Extremist anti-independence propaganda organisation "Scotland in Union" have released their latest Survation poll, and not for the first time it's backfired on them spectacularly by suggesting that the SNP are set to make sweeping gains from the unionist parties in any snap general election. What's new, though, is that it also shows the Tories returning to their once-familiar third place - and given the current seepage of Tory votes to the Brexit Party and elsewhere, it would be a brave person who predicts that they won't be staying there.

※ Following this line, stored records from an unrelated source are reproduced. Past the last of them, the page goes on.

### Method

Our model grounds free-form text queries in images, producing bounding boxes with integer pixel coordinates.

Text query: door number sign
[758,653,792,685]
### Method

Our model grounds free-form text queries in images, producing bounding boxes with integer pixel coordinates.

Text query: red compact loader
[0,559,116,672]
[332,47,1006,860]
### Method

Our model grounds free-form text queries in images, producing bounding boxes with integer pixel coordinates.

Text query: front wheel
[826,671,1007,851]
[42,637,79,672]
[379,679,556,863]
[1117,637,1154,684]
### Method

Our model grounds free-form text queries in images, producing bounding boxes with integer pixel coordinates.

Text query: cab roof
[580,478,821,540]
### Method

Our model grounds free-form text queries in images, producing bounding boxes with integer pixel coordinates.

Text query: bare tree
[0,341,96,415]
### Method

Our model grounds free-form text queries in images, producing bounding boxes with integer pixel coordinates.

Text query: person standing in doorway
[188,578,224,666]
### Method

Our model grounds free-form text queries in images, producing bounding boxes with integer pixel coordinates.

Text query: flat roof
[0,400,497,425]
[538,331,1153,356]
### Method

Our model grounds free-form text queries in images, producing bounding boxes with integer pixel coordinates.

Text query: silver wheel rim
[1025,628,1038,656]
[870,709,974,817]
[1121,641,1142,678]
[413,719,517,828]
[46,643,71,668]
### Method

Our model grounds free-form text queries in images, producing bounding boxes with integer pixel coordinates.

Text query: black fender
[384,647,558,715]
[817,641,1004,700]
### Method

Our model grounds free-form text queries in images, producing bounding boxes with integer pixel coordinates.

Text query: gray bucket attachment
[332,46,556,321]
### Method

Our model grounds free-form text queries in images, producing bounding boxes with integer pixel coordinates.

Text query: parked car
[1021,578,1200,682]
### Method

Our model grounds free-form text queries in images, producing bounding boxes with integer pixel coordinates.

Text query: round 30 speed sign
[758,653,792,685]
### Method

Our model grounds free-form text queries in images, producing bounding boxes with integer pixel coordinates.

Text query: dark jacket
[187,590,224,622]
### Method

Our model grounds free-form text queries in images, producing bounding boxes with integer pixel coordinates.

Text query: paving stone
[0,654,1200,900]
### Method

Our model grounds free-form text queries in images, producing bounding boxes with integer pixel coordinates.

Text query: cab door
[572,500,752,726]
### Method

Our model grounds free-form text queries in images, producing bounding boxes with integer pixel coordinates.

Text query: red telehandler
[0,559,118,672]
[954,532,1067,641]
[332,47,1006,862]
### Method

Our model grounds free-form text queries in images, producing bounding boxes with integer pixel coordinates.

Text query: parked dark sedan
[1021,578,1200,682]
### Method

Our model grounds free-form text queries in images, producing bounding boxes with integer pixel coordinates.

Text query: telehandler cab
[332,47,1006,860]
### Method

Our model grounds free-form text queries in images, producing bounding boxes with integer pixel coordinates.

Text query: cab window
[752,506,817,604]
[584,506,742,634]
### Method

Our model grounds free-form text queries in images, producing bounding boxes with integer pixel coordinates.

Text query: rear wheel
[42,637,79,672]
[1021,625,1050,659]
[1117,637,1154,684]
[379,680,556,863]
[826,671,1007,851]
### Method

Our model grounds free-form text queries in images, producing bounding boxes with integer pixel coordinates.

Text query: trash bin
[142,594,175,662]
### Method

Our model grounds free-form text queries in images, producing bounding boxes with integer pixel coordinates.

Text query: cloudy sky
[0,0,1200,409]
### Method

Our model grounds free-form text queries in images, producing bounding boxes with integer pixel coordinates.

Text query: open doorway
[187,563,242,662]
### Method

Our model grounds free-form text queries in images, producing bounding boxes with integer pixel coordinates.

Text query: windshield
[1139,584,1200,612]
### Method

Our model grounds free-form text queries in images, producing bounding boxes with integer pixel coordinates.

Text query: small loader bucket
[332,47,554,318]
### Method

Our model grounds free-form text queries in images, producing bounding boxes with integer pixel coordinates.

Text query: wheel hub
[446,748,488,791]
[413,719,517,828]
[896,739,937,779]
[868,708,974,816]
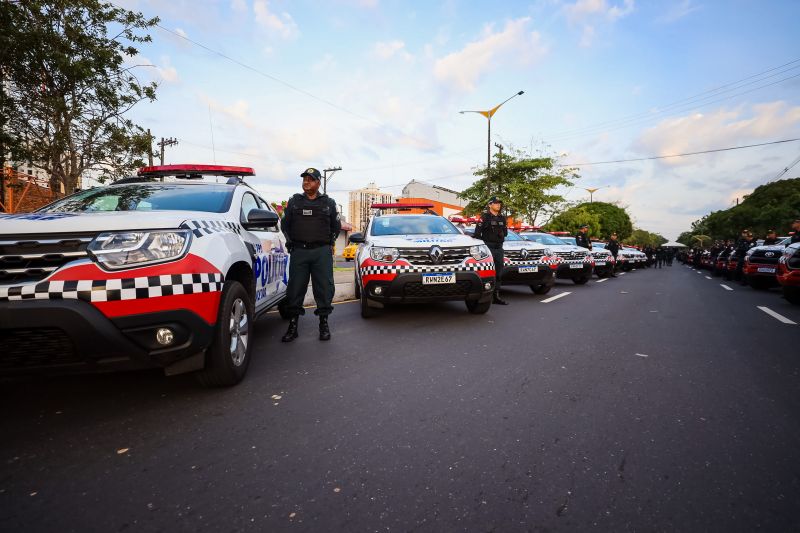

Scottish voting intentions for Westminster (Survation):
SNP 41% (+1)
Labour 24% (+1)
Conservatives 22% (-2)
Liberal Democrats 8% (n/c)
On a uniform swing, this would see the SNP make a mammoth net gain of 16 seats, taking them to 51 - not all that far away from their 2015 high watermark of 56. The Tories would be reduced to rubble, losing 10 of their 13 seats. And Labour would be practically wiped out, with Ian Murray once again the last man standing in Edinburgh South (assuming he's still in the party by the time the election comes around). The Lib Dems would break even and retain their current 4 seats.
As with any "Scotland in Union" poll, the independence figures can be safely ignored because a non-standard question was used to get the desired result (although of course that won't stop the unionist media breathlessly reporting them as if they actually mean something). We've known for many years that asking poll respondents whether they want to "remain in the United Kingdom" produces more favourable results for the anti-independence cause than the standard question. Why that would be the case is anyone's guess - I sometimes wonder if there's a degree of confusion about what the 'United Kingdom' actually is, and if some respondents might wrongly assume they're being asked whether they want to retain the monarchy. But it's not worth worrying about, because we know from the experience of the 2014 referendum that standard independence polling is more accurate than these 'alternative' polls. The most recent standard polling continued to show Yes in the mid-40s or higher.
(And as I always point out, any poll that asks about 'leaving the UK' should not technically be considered an independence poll at all, because it's perfectly possible to leave the UK without becoming independent. We could leave the UK to become a crown dependency, or a freely associated state, or we could become part of another country.)
You can tell that "Scotland in Union" are a bit disappointed with the results of the question on when and if the next independence referendum should be held, because their spin is that not holding a referendum at all emerged as "the most popular option with 34% support". What that rather conveniently doesn't mention is that all the other options involved holding a referendum at some point, and the combined support for those pro-referendum options was 57% - which, I think you'll agree, is a rather larger number than 34%.